Acting Financial Secretary Chan Ka-keung did not provide figures on Tuesday as he gave lawmakers a heads-up on the performance of the “Future Fund”, which is designed to help cushion any deficits to come.
Chan said the investment returns from the Exchange Fund – the reserve used to defend the Hong Kong currency peg to the US dollar – were lower then expected, averaging around 3 per cent per annum, instead of the expected 5 to 6 per cent in the last few years.
Before the establishment of the Future Fund, advisers to then finance minister John Tsang Chun-wah used a threshold of 5 per cent annual investment return – also the expected return rate for the Exchange Fund – to promote it. At that rate, the Future Fund was expected to reach HK$510 billion by 2026.

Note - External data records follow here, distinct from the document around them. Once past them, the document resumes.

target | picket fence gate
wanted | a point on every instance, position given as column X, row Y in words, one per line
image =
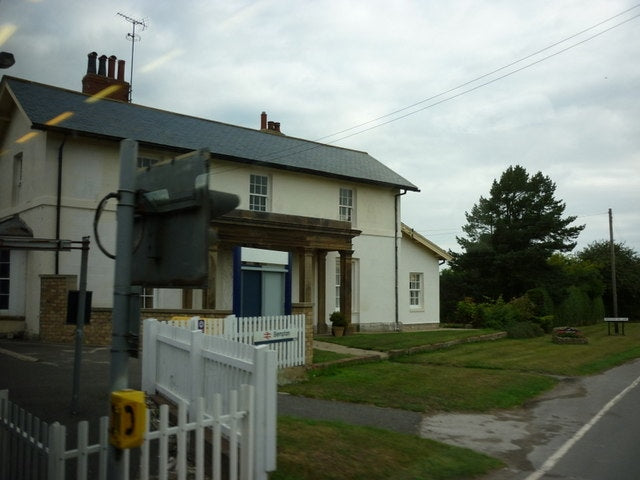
column 183, row 365
column 33, row 450
column 284, row 334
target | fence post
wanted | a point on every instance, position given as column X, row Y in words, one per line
column 4, row 434
column 247, row 398
column 149, row 355
column 196, row 384
column 57, row 445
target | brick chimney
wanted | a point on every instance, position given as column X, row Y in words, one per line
column 105, row 77
column 269, row 126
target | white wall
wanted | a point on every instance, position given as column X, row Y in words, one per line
column 90, row 171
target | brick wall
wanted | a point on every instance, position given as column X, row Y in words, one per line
column 53, row 314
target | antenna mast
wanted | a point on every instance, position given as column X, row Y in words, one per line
column 133, row 38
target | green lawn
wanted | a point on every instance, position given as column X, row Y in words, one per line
column 540, row 355
column 321, row 356
column 335, row 451
column 468, row 377
column 423, row 388
column 384, row 342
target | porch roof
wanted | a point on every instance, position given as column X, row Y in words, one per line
column 276, row 231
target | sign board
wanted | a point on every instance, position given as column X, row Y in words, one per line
column 170, row 233
column 275, row 336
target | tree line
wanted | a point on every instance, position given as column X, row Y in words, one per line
column 517, row 271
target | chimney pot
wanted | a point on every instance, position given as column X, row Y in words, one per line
column 102, row 65
column 121, row 70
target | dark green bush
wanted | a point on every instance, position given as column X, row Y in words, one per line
column 524, row 330
column 546, row 322
column 468, row 312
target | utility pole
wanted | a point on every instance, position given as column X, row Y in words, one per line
column 119, row 371
column 614, row 292
column 133, row 38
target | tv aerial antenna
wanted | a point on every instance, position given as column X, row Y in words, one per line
column 133, row 37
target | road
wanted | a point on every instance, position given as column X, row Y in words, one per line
column 587, row 428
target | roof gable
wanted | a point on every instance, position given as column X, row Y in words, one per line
column 435, row 250
column 119, row 120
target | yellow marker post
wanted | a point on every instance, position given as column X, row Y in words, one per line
column 128, row 419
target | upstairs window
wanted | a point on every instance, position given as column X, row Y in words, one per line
column 147, row 296
column 17, row 179
column 416, row 286
column 5, row 270
column 345, row 208
column 258, row 193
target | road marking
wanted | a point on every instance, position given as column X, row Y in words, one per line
column 19, row 356
column 562, row 451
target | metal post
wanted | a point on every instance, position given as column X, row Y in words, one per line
column 82, row 301
column 614, row 292
column 119, row 371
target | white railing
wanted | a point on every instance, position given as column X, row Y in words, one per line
column 284, row 334
column 25, row 452
column 184, row 365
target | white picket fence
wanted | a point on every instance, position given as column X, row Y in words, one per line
column 33, row 450
column 284, row 334
column 183, row 365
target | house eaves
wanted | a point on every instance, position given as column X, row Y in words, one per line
column 114, row 120
column 411, row 234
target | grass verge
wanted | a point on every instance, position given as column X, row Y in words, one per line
column 384, row 342
column 321, row 356
column 540, row 355
column 423, row 388
column 334, row 451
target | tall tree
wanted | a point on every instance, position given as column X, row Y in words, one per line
column 627, row 276
column 511, row 234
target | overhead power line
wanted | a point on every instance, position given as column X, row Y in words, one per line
column 412, row 110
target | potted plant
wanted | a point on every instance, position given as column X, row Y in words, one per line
column 338, row 324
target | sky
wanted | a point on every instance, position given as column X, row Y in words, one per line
column 447, row 94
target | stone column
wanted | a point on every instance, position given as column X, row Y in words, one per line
column 306, row 276
column 322, row 291
column 346, row 257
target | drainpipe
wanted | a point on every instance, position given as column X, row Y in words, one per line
column 397, row 248
column 59, row 202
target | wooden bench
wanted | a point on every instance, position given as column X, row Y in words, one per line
column 615, row 321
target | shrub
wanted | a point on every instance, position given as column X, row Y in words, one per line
column 546, row 322
column 338, row 319
column 468, row 312
column 542, row 301
column 575, row 309
column 524, row 330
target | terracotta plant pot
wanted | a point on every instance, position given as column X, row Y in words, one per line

The Future Fund was established on January 1, 2016, with an initial injection of HK$219.7 billion and a HK$4.8 billion top-up in July. It was expected to yield returns on par with or higher than the Exchange Fund to sustain it and tackle anticipated increasing expenditure.
“The reason for the lowered expectation is because of the slowdown in the global market,” Chinese University academic Chong Tai-leung said. “It’s difficult to find an investment that returns 5 or 6 per cent right now.”
Chan said the return target for the Future Fund would be “somewhat higher” than the Exchange Fund, and details would be provided to lawmakers “in due course”. Investing in long-term goal portfolio items with higher return rates would help achieve better results, he added.
Chong said the government should be realistic and lower the return target to anywhere between 3 and 4 per cent growth per annum.
Accountancy sector lawmaker Kenneth Leung was not concerned about lower returns, but urged the government to focus on how to increase productivity in the face of an ageing population.
“Apart from building up a [budget] buffer you also need to better restructure our economy to cater for the decrease in the working population by increasing our productivity,” he said. “You need to do both.”
At the same meeting, government economist Helen Chan stressed that fiscal conservatism was needed due to expected falls in revenue, rising expenditure, unfunded liabilities, an ageing population and a decreasing labour force, among other challenges.
By 2026 the government forecasts that for every three people of working age, there will be one person aged 65 or above, which will put pressure on funding of health and support services for the elderly.
The government expects a budget deficit of HK$29 billion in 2018-2019 and HK$22.5 billion in 2019-2020.